We all want to become a better communicator, especially if you are a coach, public speaker, or anyone of influence.
Many people that are just starting out will often talk and retain their colloquial nature or style. In many regards this is wonderful as you may be able to relate with your audience better. However, there are some phrases many people use every day that just will not fit into your vocabulary as a person of influence. These phrases, however colloquial in nature, will steal from your credibility and could completely lose your potential followers or clients altogether.
1.) “Like” …
The first one is overusing the word “like”. When using this form of communication you lower your level of sophistication. It robs you of having credibility in your area of expertise. It causes your followers to feel you are not that knowledgeable in the area. Due to wanting to bond with your clients you are actually pushing them away.
The best alternative is just to drop the word completely and become more concise in your speech patterns.

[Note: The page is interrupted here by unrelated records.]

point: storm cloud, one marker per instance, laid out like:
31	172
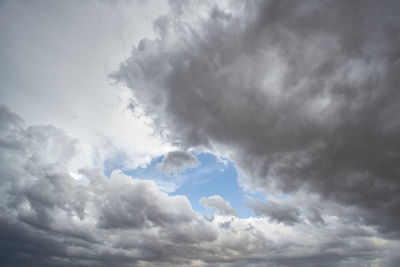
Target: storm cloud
48	218
301	96
218	204
177	161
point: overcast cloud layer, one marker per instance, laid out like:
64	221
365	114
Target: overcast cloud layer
302	96
47	219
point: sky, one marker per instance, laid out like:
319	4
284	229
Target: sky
199	133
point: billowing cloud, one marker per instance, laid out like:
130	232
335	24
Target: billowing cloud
218	204
177	161
48	218
279	212
301	96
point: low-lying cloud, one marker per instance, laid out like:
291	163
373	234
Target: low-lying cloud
48	218
218	204
177	161
303	96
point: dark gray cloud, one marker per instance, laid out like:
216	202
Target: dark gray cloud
47	218
279	212
218	204
177	161
301	96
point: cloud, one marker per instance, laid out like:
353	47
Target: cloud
178	161
218	204
47	218
279	212
301	96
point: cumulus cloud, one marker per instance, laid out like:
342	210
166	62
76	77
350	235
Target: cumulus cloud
47	218
178	161
279	212
301	96
218	204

2.) “Um, uh, ahs, you know” …
If you ever decided to join a Toastmasters organization and you begin to give talks there will be one designated person who will literally count the number of times you say these words. These words are pausing types of words that people tend to use to give their brain a little more time to become organized in what they will be saying next.
These words, especially if they become apparent to the audience, will cause the audience to begin to lose confidence in the speaker. When the speaker are saying these words this begins to show a lower level of expertise in the subject matter.

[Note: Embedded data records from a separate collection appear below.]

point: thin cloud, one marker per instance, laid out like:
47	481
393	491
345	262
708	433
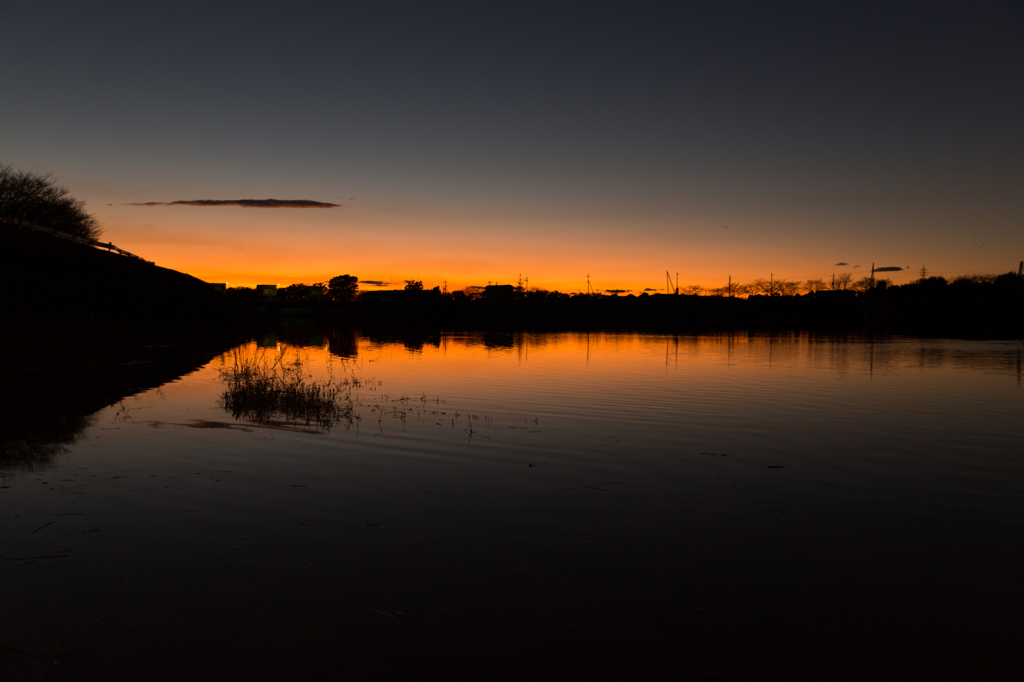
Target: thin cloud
245	203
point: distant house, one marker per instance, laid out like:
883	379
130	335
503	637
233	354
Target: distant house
400	296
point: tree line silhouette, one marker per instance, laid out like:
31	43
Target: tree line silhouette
37	200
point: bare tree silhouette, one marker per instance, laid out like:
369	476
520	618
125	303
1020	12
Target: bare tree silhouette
36	199
814	286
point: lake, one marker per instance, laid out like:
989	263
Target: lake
548	506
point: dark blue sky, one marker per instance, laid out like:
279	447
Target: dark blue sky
817	133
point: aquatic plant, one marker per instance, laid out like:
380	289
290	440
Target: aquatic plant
269	388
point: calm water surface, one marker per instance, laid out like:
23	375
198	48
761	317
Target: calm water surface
551	506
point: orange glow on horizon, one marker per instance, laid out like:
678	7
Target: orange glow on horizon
247	247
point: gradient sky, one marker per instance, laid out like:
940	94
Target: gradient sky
473	142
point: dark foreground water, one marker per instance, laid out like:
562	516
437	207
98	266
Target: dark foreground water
560	506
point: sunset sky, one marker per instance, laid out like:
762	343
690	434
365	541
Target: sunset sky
474	142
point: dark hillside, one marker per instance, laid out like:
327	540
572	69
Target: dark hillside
50	280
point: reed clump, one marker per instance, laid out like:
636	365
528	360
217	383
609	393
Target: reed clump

The best way to avoid these words in multi-fold. If you are giving an actual speech then you may need more practice and rehearse your talk more so that you can stay focused on what you are wanting to get across. Another way is to actually just to take in a deep breath and avoid saying the word altogether.

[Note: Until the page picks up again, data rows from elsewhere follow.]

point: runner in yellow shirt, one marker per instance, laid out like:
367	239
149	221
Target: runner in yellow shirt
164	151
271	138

Practice makes perfect when avoiding these words. You may notice that after a few times giving a talk that the number of times you say these words diminish the more influence you will have when you are speaking.
3.) “but” …
This is a word that many people use in their everyday speech pattern that in most cases could be avoided altogether. This word is overused when expressing an idea and in many times lessens what the speaker is wanting to get across. It may seem logical and correct for the speaker to say this word, yet the listener will frequently get the exact opposite message.
If a person were to say, “I really like your outfit Susan, but …” what is the speaker and the listener conveying in this message? The speaker is probably wanting to say something nice before saying something not so nice. However, the listener is hearing the nice thing and then after the “but” word is now feeling rejected which they may then feel why did you say the opening phrase at all.
In my opinion, it is to avoid this word as much as possible and only use it deliberately and sparingly. By doing this will mean that the speaker can be more concise and clear in his or her communication and delivery of their message.
As you become more aware of your communication patterns you will become a lot better in your ways of influencing other people as well as truly getting your message across.